The United States Securities and Exchange Commission (SEC) has launched a probe to determine whether some companies failed to disclose that they had been impacted by the 2020 hacking attack that compromised the SolarWinds Orion software supply chain.
The assault on SolarWinds was discovered and disclosed by researchers at FireEye in December. The advanced persistent threat (APT) group behind the attack was able to compromise nine government agencies, critical infrastructure, and an estimated 100 private-sector organizations.
Last month, SolarWinds CEO Sudhakar Ramakrishna revealed that the attackers may have accessed the company's system as early as January 2019.
The United Kingdom and the US have laid the blame for the hack at the door of Russia's Foreign Intelligence Service (SVR). Russia has denied any culpability for the attack.
Two people familiar with the SEC investigation told the news source Reuters that letters were sent out last week by the SEC to a number of investment firms and public issuers. In the missives, the Commission asked the entities to voluntarily state whether they had been victimized by the unprecedented SolarWinds hack and kept quiet about it.

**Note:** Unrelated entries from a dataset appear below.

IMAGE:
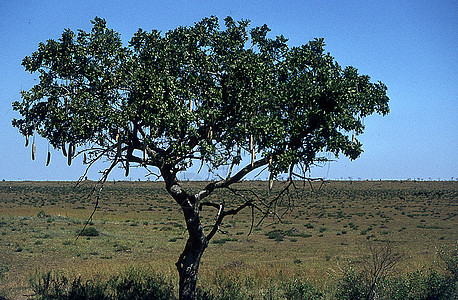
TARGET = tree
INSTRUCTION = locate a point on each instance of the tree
(196, 95)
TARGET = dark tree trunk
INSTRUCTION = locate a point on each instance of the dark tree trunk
(188, 263)
(188, 267)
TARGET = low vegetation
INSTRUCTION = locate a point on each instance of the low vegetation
(323, 248)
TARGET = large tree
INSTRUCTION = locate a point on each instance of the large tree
(198, 95)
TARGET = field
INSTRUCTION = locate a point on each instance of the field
(322, 232)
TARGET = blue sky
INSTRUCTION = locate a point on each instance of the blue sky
(411, 46)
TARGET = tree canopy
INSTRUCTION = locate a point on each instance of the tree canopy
(196, 95)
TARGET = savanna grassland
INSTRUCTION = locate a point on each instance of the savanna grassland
(322, 231)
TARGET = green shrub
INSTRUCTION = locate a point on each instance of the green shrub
(301, 290)
(131, 284)
(90, 231)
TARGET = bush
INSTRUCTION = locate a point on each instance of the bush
(89, 231)
(420, 285)
(300, 290)
(132, 284)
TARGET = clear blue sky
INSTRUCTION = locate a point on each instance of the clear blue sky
(411, 46)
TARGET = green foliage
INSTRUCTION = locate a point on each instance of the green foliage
(420, 285)
(449, 257)
(197, 92)
(300, 290)
(90, 231)
(132, 284)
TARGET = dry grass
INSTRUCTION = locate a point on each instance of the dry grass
(139, 224)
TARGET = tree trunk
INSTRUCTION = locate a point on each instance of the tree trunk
(188, 263)
(188, 267)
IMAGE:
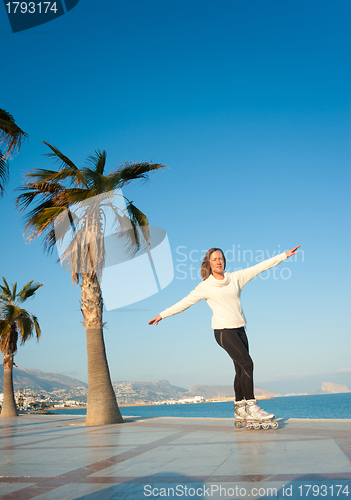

The anonymous sources also said that in addition to probing data breach disclosure failures, the SEC is seeking to determine whether the cybersecurity policies at certain companies were designed to protect customer data.
A spokesperson for SolarWinds said in a statement: "Our top priority since learning of this unprecedented attack by a foreign government has been working closely with our customers to understand what occurred and remedy any issues."
The company added that it is "collaborating with government agencies in a transparent way."
Under United States securities law, companies are required to disclose material information that could affect their share prices, including data on breaches caused by cybersecurity incidents.
If the entities that receive the SEC's letters reply by disclosing information about the breaches, they will avoid any enforcement actions linked to internal accounting control failures and historical failures, the sources said.
They added that the SEC was considering creating new policies regarding the effect of cybersecurity issues on investors and markets.